While its largest distribution is to European depots, Kassel also delivers to global wholesalers. The concentration of stock here, and the variety of inbound and outbound routes, makes its freight as voluminous as some assembly plants: on average, the OTC receives and dispatches around 370 trucks, 120 rail wagons and 80 containers every day. It also flies thousands of parts daily from Frankfurt or Hanover airports.
Keeping up with changePartly because of the supplier capacity issues mentioned earlier, inbound order lead times for service parts are long, ranging from 30-90 days, according to Wriebe. While the parts division has an agreement with plants that it can take a part from series production when there is a shortage and a ‘car down’, Depot Kassel’s comprehensive stock availability is necessary to smooth supply. The warehouses are a direct extension of wholesalers’ day-to-day business, as regional depots typically hold only 70,000 part numbers, with the rest stored in master warehouses like Kassel.
That makes delivery reliability crucial. For volume orders, wholesalers in Germany and Europe receive parts within eight days. Orders from overseas are fulfilled within 15 days. Rush orders are filled in a day or less, globally.
For Germany and Europe, 95% of parts at Kassel are currently available for urgent orders. “It is part of our dailylife to manage crunch points, such as parts shortages that might come with increases in production, or supplier issues,” says Wriebe.

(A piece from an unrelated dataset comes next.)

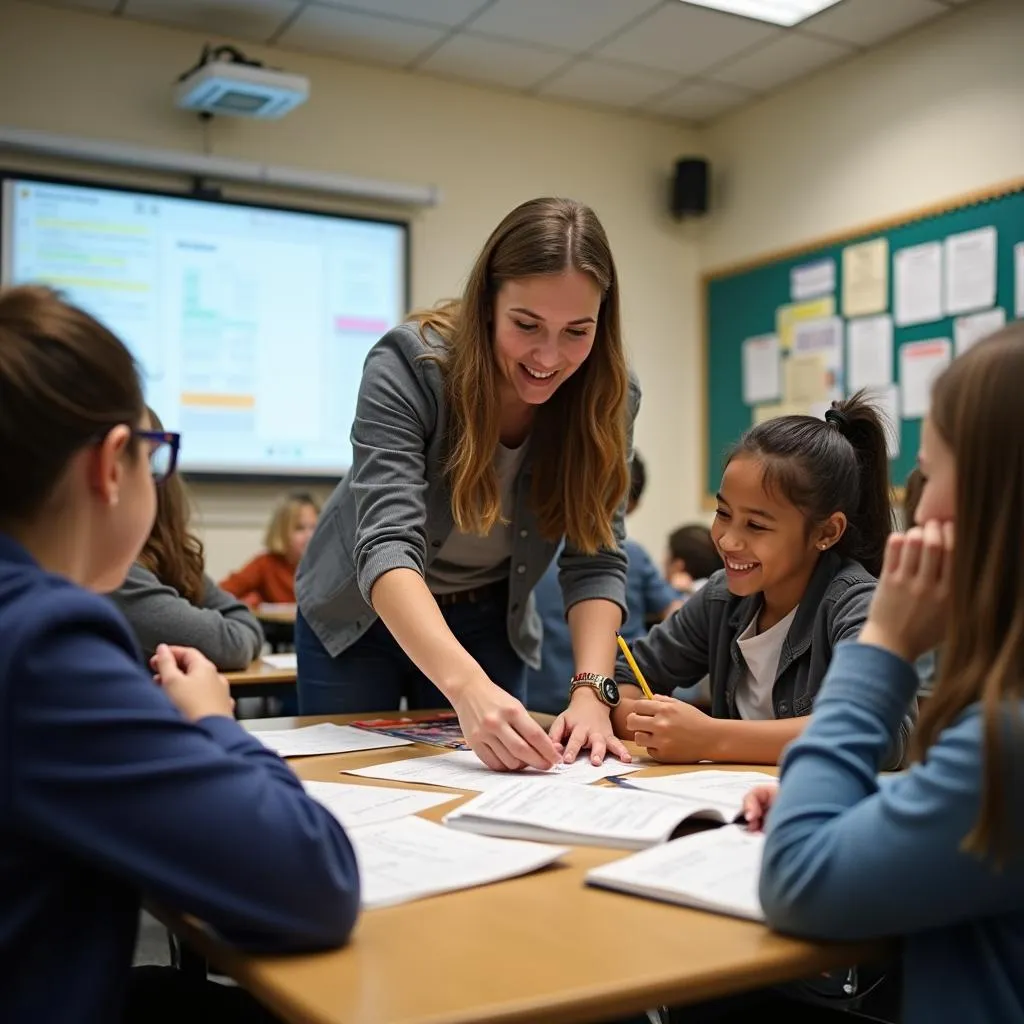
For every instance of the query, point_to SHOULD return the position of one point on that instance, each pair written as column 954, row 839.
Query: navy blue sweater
column 109, row 795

Volkswagen is investing heavily in this daily operation. It recently completed a €30m ($31.7m) project for a high-rack storage area for picking, and has also extended an automated conveyor system and refitted its automated small-load carrier (KLT) facility within the OTC. There are further plans to install higher levels of automation for packing ocean containers in the OTC for outbound optimisation.

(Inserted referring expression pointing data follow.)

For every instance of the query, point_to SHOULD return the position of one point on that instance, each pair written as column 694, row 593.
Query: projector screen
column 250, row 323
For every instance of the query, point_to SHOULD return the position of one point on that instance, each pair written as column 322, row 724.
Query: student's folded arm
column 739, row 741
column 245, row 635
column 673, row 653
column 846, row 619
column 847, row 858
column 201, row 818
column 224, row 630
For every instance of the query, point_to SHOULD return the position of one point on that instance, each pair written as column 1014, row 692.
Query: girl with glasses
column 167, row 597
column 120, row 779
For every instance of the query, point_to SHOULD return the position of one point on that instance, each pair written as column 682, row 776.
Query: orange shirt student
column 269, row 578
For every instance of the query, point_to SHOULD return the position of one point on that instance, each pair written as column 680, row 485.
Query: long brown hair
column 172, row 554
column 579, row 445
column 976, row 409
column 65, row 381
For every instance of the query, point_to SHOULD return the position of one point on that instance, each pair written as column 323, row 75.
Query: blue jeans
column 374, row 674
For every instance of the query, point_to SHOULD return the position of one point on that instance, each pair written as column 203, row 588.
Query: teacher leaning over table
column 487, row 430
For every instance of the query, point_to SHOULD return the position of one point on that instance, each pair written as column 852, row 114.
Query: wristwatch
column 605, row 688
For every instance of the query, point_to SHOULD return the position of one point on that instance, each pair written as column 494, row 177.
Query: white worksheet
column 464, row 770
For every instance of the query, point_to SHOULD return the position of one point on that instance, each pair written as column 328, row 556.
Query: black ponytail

Network changes are also on the horizon. To save costs, Wriebe will shift two warehouse locations in Singapore to one in Malaysia by 2018. Plans for a highly automated ‘ideal packaging warehouse’ may further change the network structure around Kassel.
Wriebe also emphasises efforts to reduce inventory, stating that Volkswagen’s strategy has historically been somewhat more inventory-heavy than Japanese OEMs, like Toyota. For example, Kassel generally stores one month’s worth of ‘A’ parts, the fast movers. Slower moving stock can range from a few months to several years. The reason, in part, has been that warehousing costs in Germany are relatively inexpensive compared to Japan. Furthermore, the challenge of supplying parts for 15 years after production ends requires higher inventory levels.

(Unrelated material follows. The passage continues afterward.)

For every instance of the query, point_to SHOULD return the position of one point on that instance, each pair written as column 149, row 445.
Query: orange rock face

However, parts diversity is upending this model, and Volkswagen is doing more to slow inventory and stock variety growth. The company is reworking its SAP system to allow crossdocking at the gates of the OTC for inbound parts, as well as to dispatch more direct deliveries from external warehouses or suppliers. Depot Kassel is also involved in ‘Big Data’ and predictive analytics projects to improve demand forecasting and picking accuracy. Wriebe has even introduced a Volkswagen version of a kaizen programme, focused on continuous improvement across the warehouses.
Along with reducing inventory and increasing efficiency, Wriebe and his team are studying the impacts that technology, including digitalisation and predictive maintenance, will have on the aftermarket by 2020 and beyond.
“We have projects exploring 3D printing, and we’re carefully studying how we can adapt our processes for megatrends like the connected car over the next decade,” says Wriebe. “We have to be ready for changes.”